MAROC
23/03/2018 13h:23 CET

Harcèlement sexuel: un fonctionnaire du ministère des Affaires étrangères suspendu

En parallèle à l’enquête judiciaire, le ministère mène aussi la sienne d’une manière interne.

MAP

HARCÈLEMENT - L’affaire risque de faire couler beaucoup d’encre. Il s’agit d’une plainte que la veuve d’un diplomate marocain a déposé en février dernier à Rabat. Elle y accuse le chef de service de sécurité du ministère des Affaires étrangères et de la Coopération internationale (MAECI), qui est également responsable à la tête de l’association des œuvres sociales des fonctionnaires de ce département, de harcèlement sexuel. La veuve aurait été victime d’un chantage alors qu’elle se déplaçait au ministère pour solliciter les indemnités liées au décès de son mari, tué dans un pays africain.

“Depuis le dépôt de cette plainte, le fonctionnaire en question a été suspendu. Il n’assure plus aucune responsabilité au ministère, mais ne perd pas son statut de fonctionnaire, pour le moment”, confie au HuffPost Maroc une source sûre au ministère des Affaires étrangères et de la Coopération internationale. Et de préciser que l’affaire fait l’objet d’un suivi auprès de ce département. 

En parallèle à l’enquête judiciaire, le ministère mène aussi la sienne d’une manière interne.
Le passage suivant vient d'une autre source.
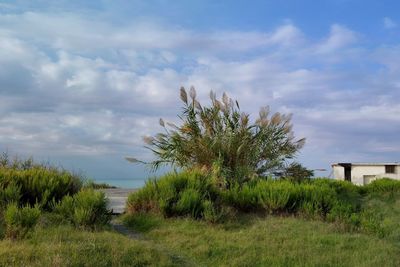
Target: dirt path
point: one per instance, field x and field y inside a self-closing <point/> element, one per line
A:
<point x="117" y="226"/>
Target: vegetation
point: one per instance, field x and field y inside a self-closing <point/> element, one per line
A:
<point x="251" y="240"/>
<point x="67" y="246"/>
<point x="221" y="139"/>
<point x="295" y="172"/>
<point x="87" y="209"/>
<point x="31" y="191"/>
<point x="34" y="183"/>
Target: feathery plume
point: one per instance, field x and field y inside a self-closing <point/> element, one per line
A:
<point x="183" y="95"/>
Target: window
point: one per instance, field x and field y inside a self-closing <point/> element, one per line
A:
<point x="390" y="168"/>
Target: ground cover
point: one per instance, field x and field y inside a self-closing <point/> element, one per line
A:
<point x="267" y="241"/>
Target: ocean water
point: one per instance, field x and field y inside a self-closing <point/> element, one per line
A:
<point x="123" y="183"/>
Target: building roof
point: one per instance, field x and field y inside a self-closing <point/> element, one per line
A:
<point x="366" y="163"/>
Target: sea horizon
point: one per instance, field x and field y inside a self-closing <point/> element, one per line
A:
<point x="124" y="182"/>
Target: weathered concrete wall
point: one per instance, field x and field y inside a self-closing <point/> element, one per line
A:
<point x="363" y="174"/>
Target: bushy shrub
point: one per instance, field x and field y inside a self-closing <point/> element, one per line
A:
<point x="10" y="194"/>
<point x="39" y="183"/>
<point x="86" y="209"/>
<point x="221" y="134"/>
<point x="174" y="194"/>
<point x="19" y="220"/>
<point x="384" y="185"/>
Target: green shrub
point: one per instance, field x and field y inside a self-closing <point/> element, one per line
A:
<point x="215" y="213"/>
<point x="382" y="186"/>
<point x="39" y="183"/>
<point x="220" y="134"/>
<point x="86" y="209"/>
<point x="20" y="220"/>
<point x="10" y="194"/>
<point x="142" y="222"/>
<point x="143" y="200"/>
<point x="174" y="194"/>
<point x="190" y="202"/>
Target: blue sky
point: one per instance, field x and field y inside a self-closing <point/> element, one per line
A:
<point x="82" y="81"/>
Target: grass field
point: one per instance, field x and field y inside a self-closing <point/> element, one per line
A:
<point x="270" y="241"/>
<point x="67" y="246"/>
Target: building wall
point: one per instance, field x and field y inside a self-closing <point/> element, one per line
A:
<point x="359" y="173"/>
<point x="338" y="172"/>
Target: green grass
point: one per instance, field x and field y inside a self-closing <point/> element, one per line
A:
<point x="66" y="246"/>
<point x="268" y="241"/>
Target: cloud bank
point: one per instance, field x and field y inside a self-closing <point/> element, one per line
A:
<point x="75" y="86"/>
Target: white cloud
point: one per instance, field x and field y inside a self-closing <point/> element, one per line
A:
<point x="78" y="86"/>
<point x="338" y="38"/>
<point x="388" y="23"/>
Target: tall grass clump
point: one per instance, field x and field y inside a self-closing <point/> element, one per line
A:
<point x="175" y="194"/>
<point x="384" y="185"/>
<point x="86" y="209"/>
<point x="221" y="136"/>
<point x="39" y="183"/>
<point x="20" y="220"/>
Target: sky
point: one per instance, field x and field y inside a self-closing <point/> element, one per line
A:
<point x="81" y="82"/>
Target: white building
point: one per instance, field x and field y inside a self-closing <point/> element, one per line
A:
<point x="364" y="173"/>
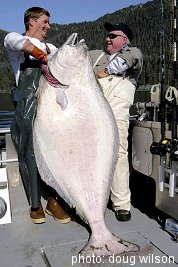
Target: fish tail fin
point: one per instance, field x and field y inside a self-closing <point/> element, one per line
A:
<point x="107" y="245"/>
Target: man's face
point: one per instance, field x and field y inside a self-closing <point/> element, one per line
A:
<point x="114" y="41"/>
<point x="40" y="27"/>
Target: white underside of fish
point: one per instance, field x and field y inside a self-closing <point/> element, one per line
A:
<point x="76" y="143"/>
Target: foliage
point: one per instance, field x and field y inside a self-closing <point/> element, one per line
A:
<point x="145" y="21"/>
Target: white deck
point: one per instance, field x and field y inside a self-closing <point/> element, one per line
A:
<point x="24" y="244"/>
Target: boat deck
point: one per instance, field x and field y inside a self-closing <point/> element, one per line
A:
<point x="24" y="244"/>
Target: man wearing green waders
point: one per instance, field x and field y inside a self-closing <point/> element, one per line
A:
<point x="28" y="55"/>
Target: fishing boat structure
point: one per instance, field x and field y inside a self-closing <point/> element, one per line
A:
<point x="155" y="140"/>
<point x="154" y="186"/>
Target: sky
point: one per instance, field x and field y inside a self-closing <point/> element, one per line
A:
<point x="61" y="11"/>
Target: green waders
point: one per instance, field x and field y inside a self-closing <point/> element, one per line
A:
<point x="22" y="132"/>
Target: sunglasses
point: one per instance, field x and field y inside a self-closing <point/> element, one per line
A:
<point x="113" y="36"/>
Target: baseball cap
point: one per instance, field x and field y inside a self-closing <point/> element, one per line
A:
<point x="119" y="27"/>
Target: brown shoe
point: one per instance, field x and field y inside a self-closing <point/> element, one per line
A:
<point x="37" y="216"/>
<point x="55" y="210"/>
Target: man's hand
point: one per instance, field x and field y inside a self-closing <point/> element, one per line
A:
<point x="39" y="54"/>
<point x="33" y="50"/>
<point x="102" y="74"/>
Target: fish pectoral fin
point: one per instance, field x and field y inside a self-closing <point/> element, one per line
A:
<point x="61" y="98"/>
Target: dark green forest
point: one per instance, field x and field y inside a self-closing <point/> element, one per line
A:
<point x="146" y="23"/>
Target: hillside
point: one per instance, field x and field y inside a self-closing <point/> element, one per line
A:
<point x="144" y="19"/>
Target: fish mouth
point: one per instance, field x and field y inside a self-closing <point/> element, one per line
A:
<point x="73" y="40"/>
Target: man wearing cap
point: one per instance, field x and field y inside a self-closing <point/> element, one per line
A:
<point x="118" y="70"/>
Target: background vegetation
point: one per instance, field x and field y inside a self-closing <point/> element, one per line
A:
<point x="144" y="19"/>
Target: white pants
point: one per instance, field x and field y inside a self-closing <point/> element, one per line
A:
<point x="119" y="93"/>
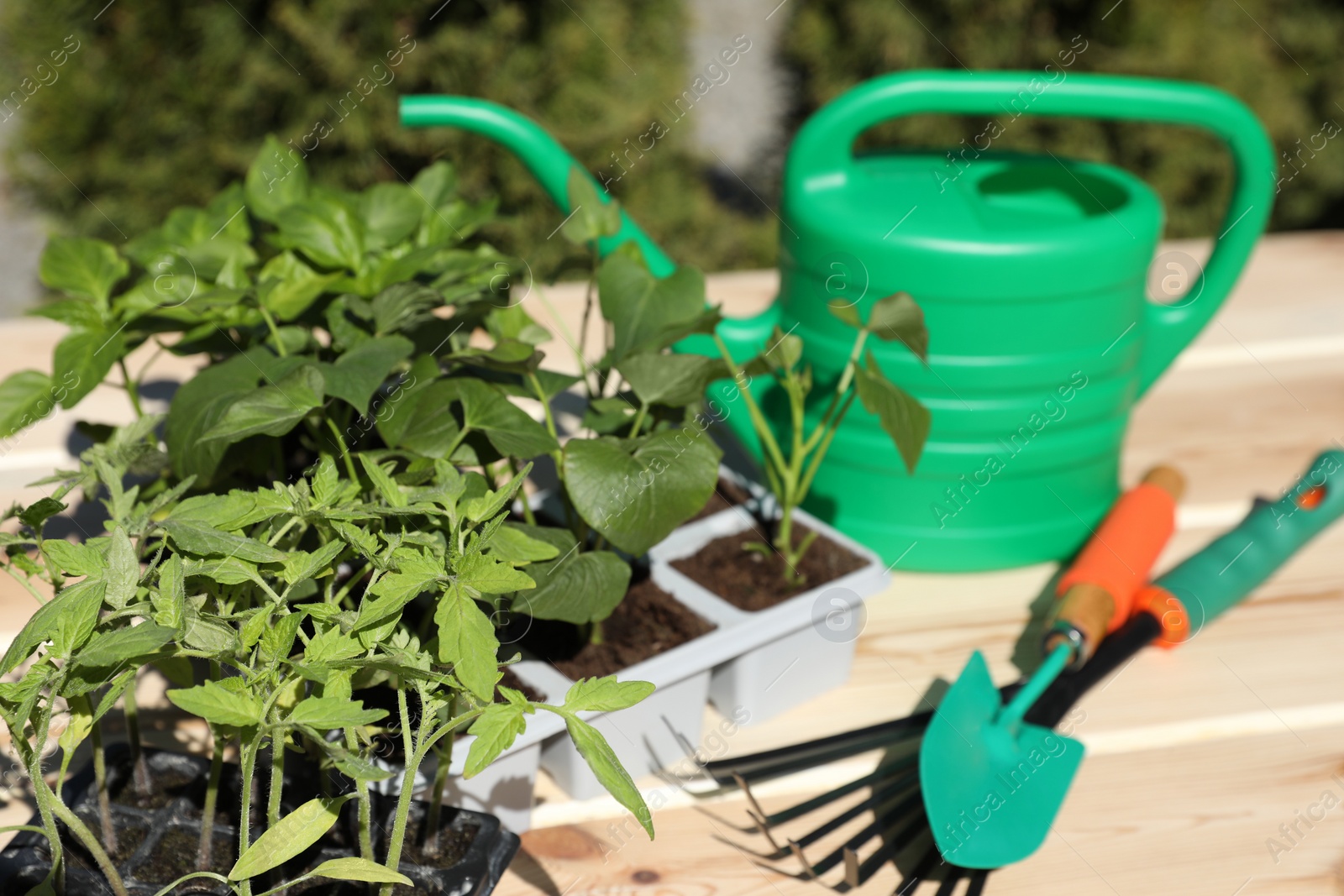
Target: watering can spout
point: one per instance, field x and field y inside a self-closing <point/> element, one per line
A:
<point x="543" y="156"/>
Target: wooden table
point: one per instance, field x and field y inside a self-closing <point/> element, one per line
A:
<point x="1196" y="757"/>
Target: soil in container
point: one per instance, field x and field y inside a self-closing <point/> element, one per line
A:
<point x="726" y="495"/>
<point x="752" y="580"/>
<point x="648" y="621"/>
<point x="175" y="856"/>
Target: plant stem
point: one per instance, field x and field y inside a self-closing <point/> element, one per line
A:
<point x="205" y="855"/>
<point x="344" y="452"/>
<point x="132" y="389"/>
<point x="100" y="774"/>
<point x="277" y="778"/>
<point x="139" y="768"/>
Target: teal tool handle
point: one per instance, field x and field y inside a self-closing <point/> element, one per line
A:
<point x="543" y="156"/>
<point x="1236" y="563"/>
<point x="823" y="154"/>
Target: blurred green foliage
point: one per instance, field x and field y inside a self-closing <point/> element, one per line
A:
<point x="1280" y="56"/>
<point x="165" y="102"/>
Il est question de vérifier, de son côté, les faits qui sont reprochés au fonctionnaire. “Si les accusations se confirment par un verdict de la justice, le concerné fera également l’objet de sanctions administratives, conformément aux dispositions de la fonction publique”, prévient notre source.

Si l’accusé, pour l’instant, reste fonctionnaire sans “fonction”, il risque d’être radié totalement de la fonction publique au cas où sa culpabilité est reconnue par la justice.
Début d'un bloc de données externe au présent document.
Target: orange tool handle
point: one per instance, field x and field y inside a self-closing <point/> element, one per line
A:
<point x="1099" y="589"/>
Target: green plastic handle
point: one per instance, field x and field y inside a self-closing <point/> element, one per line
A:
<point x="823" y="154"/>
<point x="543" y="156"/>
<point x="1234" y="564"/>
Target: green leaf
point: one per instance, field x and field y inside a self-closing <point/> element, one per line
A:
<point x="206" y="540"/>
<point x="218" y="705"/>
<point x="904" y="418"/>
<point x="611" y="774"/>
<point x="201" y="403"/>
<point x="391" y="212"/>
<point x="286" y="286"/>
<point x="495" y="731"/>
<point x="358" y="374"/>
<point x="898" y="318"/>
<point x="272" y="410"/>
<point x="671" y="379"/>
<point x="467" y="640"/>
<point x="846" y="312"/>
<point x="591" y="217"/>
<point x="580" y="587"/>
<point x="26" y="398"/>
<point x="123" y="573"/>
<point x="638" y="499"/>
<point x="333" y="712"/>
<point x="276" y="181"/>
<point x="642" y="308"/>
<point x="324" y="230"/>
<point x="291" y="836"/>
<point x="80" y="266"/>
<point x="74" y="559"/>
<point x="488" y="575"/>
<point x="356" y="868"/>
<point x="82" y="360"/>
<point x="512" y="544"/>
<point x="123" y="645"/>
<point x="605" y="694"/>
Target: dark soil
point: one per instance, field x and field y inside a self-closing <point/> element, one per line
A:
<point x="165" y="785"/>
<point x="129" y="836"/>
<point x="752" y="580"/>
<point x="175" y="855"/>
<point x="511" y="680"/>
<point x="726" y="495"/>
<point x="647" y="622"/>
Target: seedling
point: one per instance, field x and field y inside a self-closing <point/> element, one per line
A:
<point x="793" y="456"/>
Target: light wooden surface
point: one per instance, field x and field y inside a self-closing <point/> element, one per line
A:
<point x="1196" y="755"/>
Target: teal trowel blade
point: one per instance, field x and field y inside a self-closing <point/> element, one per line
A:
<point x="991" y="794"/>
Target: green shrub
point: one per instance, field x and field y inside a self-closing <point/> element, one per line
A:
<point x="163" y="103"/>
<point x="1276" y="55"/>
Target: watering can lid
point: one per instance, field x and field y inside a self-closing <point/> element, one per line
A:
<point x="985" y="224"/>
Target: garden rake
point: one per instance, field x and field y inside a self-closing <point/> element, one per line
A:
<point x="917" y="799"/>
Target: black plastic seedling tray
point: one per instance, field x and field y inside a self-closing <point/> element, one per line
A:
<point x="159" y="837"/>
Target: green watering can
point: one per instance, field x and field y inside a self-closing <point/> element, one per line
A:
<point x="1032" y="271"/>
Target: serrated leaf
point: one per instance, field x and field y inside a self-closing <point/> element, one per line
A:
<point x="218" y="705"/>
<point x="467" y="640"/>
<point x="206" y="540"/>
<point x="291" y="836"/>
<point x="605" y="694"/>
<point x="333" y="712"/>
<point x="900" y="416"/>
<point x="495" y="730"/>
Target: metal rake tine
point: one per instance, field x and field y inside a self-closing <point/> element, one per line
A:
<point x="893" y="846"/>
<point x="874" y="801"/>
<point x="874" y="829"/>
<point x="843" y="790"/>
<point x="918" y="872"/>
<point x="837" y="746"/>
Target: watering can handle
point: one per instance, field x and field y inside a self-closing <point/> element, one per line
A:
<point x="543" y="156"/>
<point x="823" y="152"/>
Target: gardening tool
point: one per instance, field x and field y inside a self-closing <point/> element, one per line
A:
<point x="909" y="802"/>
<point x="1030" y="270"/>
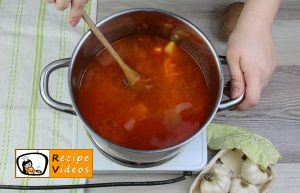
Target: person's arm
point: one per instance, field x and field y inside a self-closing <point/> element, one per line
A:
<point x="77" y="7"/>
<point x="250" y="51"/>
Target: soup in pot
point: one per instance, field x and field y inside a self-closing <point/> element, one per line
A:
<point x="168" y="104"/>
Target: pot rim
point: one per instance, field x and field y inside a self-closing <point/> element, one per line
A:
<point x="190" y="25"/>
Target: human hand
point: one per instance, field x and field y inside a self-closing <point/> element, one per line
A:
<point x="77" y="7"/>
<point x="251" y="60"/>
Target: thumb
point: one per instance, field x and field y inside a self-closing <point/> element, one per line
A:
<point x="237" y="85"/>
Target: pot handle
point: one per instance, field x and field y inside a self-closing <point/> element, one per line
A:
<point x="44" y="86"/>
<point x="229" y="103"/>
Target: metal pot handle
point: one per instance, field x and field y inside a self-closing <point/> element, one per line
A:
<point x="44" y="86"/>
<point x="229" y="103"/>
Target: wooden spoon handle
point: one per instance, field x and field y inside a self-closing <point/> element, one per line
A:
<point x="103" y="40"/>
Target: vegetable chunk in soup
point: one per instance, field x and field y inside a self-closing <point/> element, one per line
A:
<point x="165" y="107"/>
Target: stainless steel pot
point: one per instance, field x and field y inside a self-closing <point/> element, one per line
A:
<point x="134" y="22"/>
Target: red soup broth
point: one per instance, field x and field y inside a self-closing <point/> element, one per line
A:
<point x="166" y="106"/>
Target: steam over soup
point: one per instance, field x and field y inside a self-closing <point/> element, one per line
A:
<point x="166" y="106"/>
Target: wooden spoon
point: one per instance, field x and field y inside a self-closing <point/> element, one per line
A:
<point x="130" y="74"/>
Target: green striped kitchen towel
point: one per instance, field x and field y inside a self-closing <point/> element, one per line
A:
<point x="33" y="34"/>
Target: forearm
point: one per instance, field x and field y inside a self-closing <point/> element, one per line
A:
<point x="258" y="14"/>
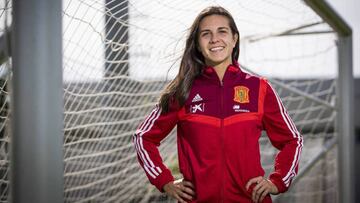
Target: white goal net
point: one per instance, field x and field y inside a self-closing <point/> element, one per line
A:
<point x="119" y="54"/>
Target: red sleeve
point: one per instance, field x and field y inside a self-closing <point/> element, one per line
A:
<point x="283" y="134"/>
<point x="147" y="138"/>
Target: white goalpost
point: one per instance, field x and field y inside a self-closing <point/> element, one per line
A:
<point x="119" y="54"/>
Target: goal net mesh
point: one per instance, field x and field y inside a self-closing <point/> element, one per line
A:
<point x="119" y="54"/>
L’enquête judiciaire ouverte sur instruction du procureur du roi près le tribunal de première instance de Rabat est en cours. D’après le site d’information Al Aoual, la police a dressé le procès-verbal de la plaignante, tandis que l’accusé ne se s’est pas présenté malgré deux convocations. Ce dernier risque, dans le cas où il ne se présente pas à la police, d’y être amené par la force.